Jonathan Adler of The Volokh Conspiracy addresses evidence that entrepreneurial activity is declining in the United States, noting that
The number of employer firms created annually has declined significantly since 1990, and the numbers of businesses created and those claiming to be self-employed have declined as well.
Adler continues:
What accounts for this trend? [The author of the cited analysis] thinks one reason is “the Wal-Mart effect.”
Large, efficient companies are able to out-compete small start-ups, replacing the independent businesses in many markets. Multiply across the entire economy the effect of a Wal-Mart replacing the independent restaurant, grocery store, clothing store, florist, etc., in a town, and you can see how we end up with a downward trend in entrepreneurship over time.
That may be true. It seems to me that another likely contributor is the increased regulatory burden. It is well documented that regulation can increase industry concentration. Smaller firms typically bear significantly greater regulatory costs per employee than larger firms (see, e.g., this study), and regulatory costs can also increase start-up costs and serve as a barrier to entry. While the rate at which new regulations were adopted slowed somewhat in recent years at the federal level (see here), so long as the cumulative regulatory burden increases, I would expect it to depress small business creation and growth.

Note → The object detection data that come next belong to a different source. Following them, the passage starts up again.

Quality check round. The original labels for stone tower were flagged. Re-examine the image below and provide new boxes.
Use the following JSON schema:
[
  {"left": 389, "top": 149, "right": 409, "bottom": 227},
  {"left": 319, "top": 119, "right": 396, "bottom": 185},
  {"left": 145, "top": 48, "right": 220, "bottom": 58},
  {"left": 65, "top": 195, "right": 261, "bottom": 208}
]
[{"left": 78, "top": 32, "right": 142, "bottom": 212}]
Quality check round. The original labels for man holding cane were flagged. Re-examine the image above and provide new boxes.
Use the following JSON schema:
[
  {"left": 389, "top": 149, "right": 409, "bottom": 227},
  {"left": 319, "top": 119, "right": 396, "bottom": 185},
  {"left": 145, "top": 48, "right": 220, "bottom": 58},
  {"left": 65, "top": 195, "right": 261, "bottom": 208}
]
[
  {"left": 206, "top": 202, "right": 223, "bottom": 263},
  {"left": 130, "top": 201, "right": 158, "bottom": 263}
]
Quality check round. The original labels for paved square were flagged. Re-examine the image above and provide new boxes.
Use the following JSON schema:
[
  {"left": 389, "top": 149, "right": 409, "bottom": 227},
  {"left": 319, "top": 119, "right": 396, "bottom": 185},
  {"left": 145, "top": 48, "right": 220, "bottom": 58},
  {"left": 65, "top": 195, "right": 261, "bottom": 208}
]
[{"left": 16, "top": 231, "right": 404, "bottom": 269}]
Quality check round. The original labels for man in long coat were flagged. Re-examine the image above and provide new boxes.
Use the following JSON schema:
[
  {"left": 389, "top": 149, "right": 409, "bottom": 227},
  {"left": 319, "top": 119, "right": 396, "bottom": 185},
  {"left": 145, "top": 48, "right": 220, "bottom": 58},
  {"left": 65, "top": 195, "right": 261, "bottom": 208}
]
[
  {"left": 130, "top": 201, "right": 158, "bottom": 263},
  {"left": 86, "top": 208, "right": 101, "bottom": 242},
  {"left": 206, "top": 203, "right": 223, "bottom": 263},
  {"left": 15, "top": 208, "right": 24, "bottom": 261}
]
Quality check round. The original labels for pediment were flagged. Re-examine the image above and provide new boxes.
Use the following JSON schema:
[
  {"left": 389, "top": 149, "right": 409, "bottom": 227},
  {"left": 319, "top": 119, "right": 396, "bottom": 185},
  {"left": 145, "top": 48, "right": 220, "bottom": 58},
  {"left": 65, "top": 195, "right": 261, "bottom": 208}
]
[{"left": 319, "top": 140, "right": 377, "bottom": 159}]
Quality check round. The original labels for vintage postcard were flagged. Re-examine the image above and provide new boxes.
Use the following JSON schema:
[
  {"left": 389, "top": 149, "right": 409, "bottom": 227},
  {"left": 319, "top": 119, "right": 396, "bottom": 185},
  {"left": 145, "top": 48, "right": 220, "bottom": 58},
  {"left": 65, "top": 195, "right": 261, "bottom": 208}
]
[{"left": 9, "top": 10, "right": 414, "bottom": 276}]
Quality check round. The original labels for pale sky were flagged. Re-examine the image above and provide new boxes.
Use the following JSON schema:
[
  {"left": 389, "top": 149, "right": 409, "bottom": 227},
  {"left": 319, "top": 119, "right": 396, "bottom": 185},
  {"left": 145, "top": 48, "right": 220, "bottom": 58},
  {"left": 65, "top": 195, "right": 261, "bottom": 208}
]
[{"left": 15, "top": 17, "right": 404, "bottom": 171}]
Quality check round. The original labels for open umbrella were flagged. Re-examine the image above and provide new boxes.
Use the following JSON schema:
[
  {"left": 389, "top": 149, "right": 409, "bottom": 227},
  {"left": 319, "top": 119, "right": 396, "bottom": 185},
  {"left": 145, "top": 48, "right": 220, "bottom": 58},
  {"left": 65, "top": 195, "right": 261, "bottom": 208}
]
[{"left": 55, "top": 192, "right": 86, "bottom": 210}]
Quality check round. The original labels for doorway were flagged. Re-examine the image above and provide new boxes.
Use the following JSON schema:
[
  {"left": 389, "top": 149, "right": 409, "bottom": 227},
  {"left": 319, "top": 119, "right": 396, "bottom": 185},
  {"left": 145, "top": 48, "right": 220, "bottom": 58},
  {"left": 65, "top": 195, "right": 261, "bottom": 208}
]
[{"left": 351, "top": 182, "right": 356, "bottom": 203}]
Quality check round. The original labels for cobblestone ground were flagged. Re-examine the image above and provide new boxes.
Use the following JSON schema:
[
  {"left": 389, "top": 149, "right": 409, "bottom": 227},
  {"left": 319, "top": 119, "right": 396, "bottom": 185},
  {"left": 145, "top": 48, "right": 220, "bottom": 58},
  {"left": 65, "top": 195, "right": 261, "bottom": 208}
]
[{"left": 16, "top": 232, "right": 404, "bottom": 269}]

Going further than Adler, I attribute the whole sorry mess to the growth of government over the past century. And I fully expect the increased regulatory and tax burdens of Obamanomics to depress innovation, business expansion, business creation, job creation, and the rate of economic growth. As I say here,
Had the economy of the U.S. not been deflected from its post-Civil War course [by the advent of the regulatory-welfare state around 1900], GDP would now be more than three times its present level…. If that seems unbelievable to you, it shouldn’t: $100 compounded for 100 years at 4.4 percent amounts to $7,400; $100 compounded for 100 years at 3.1 percent amounts to $2,100. Nothing other than government intervention (or a catastrophe greater than any we have known) could have kept the economy from growing at more than 4 percent.
What’s next? Unless Obama’s megalomaniac plans are aborted by a reversal of the Republican Party’s fortunes, the U.S. will enter a new phase of economic growth — something close to stagnation. We will look back on the period from 1970 to 2008 [when GDP rose at an annual rate of 3.1 percent] with longing, as we plod along at a growth rate similar to that of 1908-1940, that is, about 2.2 percent. Thus:
- If GDP grows at 2.2 percent through 2108, it will be 58 percent lower than if we plod on at 3.1 percent.
- If GDP grows at 2.2 percent for through 2108, it will be only 4 percent of what it would have been had it continued to grow at 4.4 percent after 1907.
The latter disparity may seem incredible, but scan the lists here and you will find even greater cross-national disparities in per capita GDP. Go here and you will find that real, per capita GDP in 1790 was only 3.3 percent of the value it had attained 201 years later. Our present level of output seems incredible to citizens of impoverished nations, and it would seem no less incredible to an American of 201 years ago. But vast disparities can and do exist, across nations and time. We have every reason to believe in a sustained growth rate of 4.4 percent, as against one of 2.2 percent, because we have experienced both.